では、実際に銀行で投資信託を購入する人はどれくらいいるのでしょうか。

金融庁が公表している先ほどと同じ資料によると、現状、投資信託保有顧客数はネット系証券会社が急上昇しており大手証券会社を追い抜く勢いです。

2016年度時点の投資信託保有顧客数はネット証券が84万人であるのに対し、大手証券会社は338万人、主要行は221万人でした。

ところがネット証券は右肩上がりで推移。

一方で主要行は横ばい、大手証券会社は年々減少しています。

その結果、2020年度時点では大手証券会社が330万人、主要行が223万人、ネット証券は278万人となっています。

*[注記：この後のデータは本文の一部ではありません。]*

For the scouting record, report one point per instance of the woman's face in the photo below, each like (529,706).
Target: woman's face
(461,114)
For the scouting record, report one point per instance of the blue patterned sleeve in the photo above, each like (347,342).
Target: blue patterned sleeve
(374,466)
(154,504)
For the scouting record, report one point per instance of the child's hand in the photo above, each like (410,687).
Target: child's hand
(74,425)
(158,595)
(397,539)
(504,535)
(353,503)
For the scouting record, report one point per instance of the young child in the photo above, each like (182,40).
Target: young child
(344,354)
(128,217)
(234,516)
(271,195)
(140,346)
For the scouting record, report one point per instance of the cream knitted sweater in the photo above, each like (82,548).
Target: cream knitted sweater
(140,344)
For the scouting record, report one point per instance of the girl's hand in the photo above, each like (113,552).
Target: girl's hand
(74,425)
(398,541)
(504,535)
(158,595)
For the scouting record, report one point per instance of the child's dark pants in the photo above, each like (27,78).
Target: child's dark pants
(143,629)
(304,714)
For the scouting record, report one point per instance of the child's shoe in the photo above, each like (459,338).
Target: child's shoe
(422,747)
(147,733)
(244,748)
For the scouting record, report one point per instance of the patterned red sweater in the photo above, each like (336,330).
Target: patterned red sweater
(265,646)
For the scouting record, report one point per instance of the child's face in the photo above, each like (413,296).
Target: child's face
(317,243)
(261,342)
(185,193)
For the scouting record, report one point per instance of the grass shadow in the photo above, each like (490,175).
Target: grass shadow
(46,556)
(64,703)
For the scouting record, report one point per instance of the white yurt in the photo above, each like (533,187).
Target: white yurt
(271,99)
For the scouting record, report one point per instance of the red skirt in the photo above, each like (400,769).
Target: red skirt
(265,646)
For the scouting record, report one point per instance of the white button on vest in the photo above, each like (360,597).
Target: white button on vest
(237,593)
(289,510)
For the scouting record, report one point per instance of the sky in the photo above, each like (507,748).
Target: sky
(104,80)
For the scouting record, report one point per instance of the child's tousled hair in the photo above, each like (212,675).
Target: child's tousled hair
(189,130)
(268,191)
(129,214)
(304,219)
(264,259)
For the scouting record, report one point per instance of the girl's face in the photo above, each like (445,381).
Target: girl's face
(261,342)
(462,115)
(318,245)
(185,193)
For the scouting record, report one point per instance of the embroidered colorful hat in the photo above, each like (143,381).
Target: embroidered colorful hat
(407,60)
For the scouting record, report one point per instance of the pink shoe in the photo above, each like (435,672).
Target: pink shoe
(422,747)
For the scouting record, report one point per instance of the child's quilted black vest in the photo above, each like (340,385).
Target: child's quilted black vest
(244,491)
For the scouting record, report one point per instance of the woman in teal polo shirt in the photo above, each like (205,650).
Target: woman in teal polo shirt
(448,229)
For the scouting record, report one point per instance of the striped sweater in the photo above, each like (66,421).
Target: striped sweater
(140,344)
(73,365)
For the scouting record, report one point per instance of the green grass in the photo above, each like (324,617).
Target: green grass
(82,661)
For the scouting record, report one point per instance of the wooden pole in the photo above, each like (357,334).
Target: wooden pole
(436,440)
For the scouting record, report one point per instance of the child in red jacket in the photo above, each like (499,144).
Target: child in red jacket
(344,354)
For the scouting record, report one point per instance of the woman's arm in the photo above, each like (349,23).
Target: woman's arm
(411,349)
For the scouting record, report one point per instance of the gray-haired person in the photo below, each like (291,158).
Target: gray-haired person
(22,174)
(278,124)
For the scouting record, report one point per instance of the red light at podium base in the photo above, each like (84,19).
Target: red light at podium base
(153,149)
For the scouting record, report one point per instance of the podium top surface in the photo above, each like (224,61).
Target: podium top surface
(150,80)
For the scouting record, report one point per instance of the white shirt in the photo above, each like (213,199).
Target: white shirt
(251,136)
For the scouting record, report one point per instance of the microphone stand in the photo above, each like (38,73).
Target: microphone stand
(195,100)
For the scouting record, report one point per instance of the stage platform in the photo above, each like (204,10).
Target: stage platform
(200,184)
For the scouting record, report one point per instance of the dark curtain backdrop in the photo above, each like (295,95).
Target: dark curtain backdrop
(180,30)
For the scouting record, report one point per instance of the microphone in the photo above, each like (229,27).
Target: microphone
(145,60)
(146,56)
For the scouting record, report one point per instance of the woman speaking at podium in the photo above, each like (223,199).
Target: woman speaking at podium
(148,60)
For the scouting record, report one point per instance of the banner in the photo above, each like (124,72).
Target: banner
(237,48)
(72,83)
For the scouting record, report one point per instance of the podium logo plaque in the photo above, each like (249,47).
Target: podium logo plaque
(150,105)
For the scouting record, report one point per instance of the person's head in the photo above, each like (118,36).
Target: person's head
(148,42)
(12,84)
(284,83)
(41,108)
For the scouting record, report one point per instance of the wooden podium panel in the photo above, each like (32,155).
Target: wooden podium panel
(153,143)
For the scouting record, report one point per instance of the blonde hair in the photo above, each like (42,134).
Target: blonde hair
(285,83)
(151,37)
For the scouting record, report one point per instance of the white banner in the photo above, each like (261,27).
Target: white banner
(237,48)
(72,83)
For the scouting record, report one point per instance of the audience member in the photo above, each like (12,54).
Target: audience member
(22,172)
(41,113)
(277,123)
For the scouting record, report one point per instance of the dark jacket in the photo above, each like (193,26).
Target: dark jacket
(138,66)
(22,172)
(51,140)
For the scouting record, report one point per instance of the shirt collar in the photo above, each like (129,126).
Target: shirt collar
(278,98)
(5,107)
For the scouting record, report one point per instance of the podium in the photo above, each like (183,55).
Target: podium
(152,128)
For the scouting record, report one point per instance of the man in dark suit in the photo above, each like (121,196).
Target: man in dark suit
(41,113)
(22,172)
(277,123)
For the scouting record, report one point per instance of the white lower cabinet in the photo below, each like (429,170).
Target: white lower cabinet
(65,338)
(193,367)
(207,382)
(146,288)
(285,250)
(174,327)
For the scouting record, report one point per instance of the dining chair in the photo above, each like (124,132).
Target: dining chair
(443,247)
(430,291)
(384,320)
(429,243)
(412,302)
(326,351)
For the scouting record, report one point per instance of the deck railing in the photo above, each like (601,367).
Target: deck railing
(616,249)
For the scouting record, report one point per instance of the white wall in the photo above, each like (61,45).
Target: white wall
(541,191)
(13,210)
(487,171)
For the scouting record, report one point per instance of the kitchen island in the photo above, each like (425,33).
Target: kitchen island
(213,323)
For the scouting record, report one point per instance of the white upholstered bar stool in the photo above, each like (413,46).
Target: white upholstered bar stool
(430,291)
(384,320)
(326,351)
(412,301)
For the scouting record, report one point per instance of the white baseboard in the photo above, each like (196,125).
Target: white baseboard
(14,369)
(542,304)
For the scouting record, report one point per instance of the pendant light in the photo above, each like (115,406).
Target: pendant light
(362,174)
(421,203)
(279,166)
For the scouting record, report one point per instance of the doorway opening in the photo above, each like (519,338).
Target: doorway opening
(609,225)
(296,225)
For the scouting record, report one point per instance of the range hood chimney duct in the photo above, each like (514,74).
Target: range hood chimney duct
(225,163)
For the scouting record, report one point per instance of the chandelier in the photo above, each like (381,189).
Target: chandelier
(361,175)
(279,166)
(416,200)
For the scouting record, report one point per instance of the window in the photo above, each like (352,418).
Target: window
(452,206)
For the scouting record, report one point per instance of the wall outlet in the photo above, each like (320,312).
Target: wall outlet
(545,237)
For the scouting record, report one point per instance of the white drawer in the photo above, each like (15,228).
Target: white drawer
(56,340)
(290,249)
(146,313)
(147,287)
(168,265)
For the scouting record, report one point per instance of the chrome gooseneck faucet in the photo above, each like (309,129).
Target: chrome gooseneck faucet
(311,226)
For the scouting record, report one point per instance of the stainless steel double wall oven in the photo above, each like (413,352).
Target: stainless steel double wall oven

銀行で投資信託を買うな!と聞くものの、銀行で投資信託を保有する顧客数に大きな変化はありません。

なお、ネット証券の投資信託保有顧客数が著しく伸びている主な要因は、NISAの普及により、資産運用を始める若年層が増えていることが関係していると考えられます。

上図のとおり、投資信託の保有顧客数を見ると、銀行と大手証券会社は50歳以上が約8割を占めています。一方、ネット証券は約7割が30歳代~50歳代となっています。